The one thing that lets It: Chapter Two down is it’s length.
After watching the film twice, there are clear moment where it drags and you’re just waiting for the next memorable moment.
That being said, the first time I watched it, I was hooked throughout the 169-minute run time.
The stand-out performers in this flick are Bill Hader, as Richie Tozer, and James Ransone, as Eddie Kaspbrak, who provide some of the most memorable moments of the two It films.
That’s not to say the other actors aren’t memorable. James McAvoy as Bill Denbrough, Jessica Chastain as Beverly Marsh and Isaiah Mustafa as Mike Hanlon all do their characters justice and are brilliant choices to pick up where the child actors left off.
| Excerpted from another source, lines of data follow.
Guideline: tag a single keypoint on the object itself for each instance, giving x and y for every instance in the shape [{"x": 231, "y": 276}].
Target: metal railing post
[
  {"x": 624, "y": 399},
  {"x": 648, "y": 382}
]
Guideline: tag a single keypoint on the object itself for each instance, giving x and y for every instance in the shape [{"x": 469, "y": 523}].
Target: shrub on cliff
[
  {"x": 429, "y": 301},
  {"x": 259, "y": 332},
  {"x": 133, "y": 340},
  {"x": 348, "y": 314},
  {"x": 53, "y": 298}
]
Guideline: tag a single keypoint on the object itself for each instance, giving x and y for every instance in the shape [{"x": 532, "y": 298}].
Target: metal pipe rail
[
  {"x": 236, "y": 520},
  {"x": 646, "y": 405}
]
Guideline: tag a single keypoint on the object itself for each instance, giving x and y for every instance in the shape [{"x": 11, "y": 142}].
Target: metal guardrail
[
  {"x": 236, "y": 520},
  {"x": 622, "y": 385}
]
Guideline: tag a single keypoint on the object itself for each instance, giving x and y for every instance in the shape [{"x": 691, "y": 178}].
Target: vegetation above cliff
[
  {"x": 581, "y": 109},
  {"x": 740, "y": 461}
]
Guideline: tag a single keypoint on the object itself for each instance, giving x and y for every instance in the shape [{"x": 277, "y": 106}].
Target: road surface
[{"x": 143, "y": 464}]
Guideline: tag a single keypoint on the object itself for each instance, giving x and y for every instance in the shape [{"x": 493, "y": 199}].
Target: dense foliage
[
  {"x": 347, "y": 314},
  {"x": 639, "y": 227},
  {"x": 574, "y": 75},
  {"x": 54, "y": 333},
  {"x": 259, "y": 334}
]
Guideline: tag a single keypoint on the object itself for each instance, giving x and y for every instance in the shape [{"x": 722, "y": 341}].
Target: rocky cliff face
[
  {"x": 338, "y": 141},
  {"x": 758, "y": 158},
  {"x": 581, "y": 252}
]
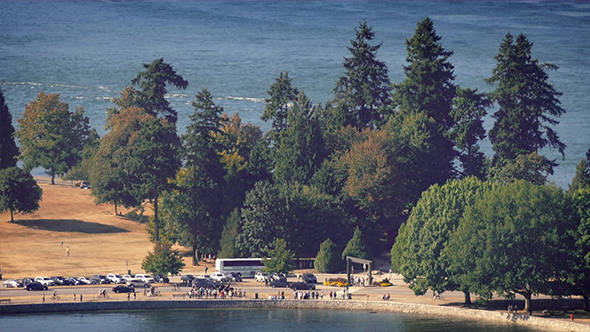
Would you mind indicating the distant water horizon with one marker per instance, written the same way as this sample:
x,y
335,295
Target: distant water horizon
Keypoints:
x,y
89,51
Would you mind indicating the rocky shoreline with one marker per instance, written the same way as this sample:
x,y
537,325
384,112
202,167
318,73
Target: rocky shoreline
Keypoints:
x,y
392,306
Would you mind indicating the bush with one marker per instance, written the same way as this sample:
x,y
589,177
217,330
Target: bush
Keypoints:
x,y
328,258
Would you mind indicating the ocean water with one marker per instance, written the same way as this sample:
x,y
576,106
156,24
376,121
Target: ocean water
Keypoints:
x,y
89,51
250,320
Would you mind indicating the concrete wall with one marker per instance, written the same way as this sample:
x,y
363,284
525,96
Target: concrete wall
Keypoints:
x,y
421,309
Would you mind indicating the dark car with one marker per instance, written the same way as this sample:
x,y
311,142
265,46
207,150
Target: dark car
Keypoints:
x,y
301,286
161,279
278,283
123,289
60,281
101,279
187,279
235,276
74,281
203,283
309,278
35,286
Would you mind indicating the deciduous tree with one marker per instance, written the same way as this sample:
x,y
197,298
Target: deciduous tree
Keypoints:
x,y
18,191
51,136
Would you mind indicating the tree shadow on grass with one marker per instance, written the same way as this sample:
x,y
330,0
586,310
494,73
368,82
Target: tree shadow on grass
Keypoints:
x,y
70,225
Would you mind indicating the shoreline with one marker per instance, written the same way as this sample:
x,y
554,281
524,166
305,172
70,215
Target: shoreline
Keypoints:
x,y
390,306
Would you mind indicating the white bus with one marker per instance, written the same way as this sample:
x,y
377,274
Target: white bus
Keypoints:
x,y
247,267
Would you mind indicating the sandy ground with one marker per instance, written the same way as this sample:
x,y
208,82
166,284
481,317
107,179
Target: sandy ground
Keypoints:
x,y
106,243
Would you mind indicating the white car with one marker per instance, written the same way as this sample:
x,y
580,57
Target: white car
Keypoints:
x,y
145,278
220,277
115,278
45,281
261,276
136,282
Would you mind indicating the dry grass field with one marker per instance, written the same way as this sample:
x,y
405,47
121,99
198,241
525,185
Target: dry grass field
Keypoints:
x,y
99,241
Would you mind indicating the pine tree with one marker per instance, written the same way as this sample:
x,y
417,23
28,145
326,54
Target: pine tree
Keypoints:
x,y
363,93
528,103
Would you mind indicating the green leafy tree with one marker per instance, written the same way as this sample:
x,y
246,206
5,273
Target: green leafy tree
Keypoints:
x,y
363,93
152,94
51,136
357,247
420,253
512,241
577,274
528,103
18,191
163,260
469,110
329,258
197,207
428,87
83,169
280,259
8,148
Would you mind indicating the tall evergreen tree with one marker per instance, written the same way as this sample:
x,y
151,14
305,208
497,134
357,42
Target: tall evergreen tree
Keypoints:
x,y
152,83
468,114
528,103
8,148
51,136
428,87
363,93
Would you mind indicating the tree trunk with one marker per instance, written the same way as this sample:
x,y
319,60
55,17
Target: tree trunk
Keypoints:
x,y
467,298
195,254
156,223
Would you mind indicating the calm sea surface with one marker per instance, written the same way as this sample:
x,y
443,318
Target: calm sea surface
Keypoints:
x,y
89,51
249,320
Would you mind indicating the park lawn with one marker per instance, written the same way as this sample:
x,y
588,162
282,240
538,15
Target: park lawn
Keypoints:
x,y
99,241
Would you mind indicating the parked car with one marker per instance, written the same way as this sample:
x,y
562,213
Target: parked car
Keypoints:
x,y
301,286
309,278
74,281
60,281
203,283
27,280
145,277
261,276
161,279
87,281
14,283
35,285
278,276
219,277
279,283
115,278
123,289
234,277
45,281
136,282
186,279
101,279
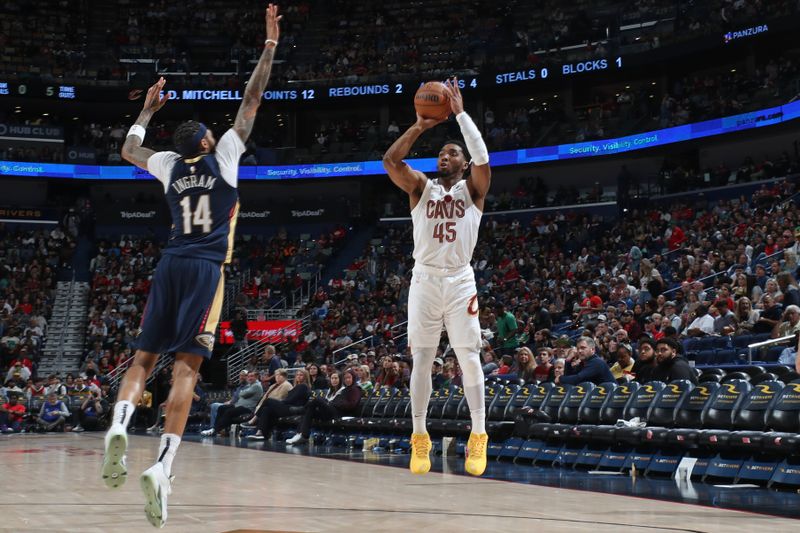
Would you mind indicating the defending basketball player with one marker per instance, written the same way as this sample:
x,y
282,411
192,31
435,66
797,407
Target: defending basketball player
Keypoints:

The main star, and one that steals the show once again, is of course Bill Skarsgard as Pennywise. Every single scene that Pennywise is in is both creepy, humours and incredibly well acted.
Unfortunately, for me, I felt there wasn’t enough Pennywise in this movie. He does get some great scenes, some of which are showcased in the trailers for the film, but I really could have done with more spooky clown.
When it comes to horror, I’m not normally a fan. I get spooked quite easily and I absolutely hate jump scares. However, recent ‘horror’ films are things I’ve been able to get on board with – such as Us, Get Out, It and A Quiet Place – and that is mainly because of the humour. And humour is very prevalent in It: Chapter Two.
The movie, sometimes, feels like a Marvel movie in the fact that every hard hitting moment is followed up with a joke. In It: Chapter Two, every jump scare is followed pretty closely by a joke or a witty remark – mainly thanks to Bill Hader or James Ransone – and this helped me relax into the film and allowed me to not be a tense, nervous wreck throughout.
As mentioned, the length is what causes some problems. The film runs for almost three hours and, for a large part of that, the characters don’t spend a lot of time together. Not that that means they are boring moments (some are of course) but the moments when the characters are together provide some of the best scenes.
There is one other problem with the film. Digital de-aging. Naturally, kids get older. And when you need kids back for a film that’s being filmed three years after the first then the kids won’t look the same. However, the de-aging technology used in It: Chapter Two was painfully obvious, and you could see what scenes were new and what was taken from the previous film or a deleted scene left over. But, that’s a very small thing that I can easily forgive.
Overall, It: Chapter Two is a solid sequel to the first, I might even say I prefer the sequel.
The characters are great, the horror is just horror-y enough, the humour is well timed and relaxing and there are some surprisingly emotional moments for a scary clown film.
If you can go without peeing for three hours, I would highly recommend going to see It: Chapter Two.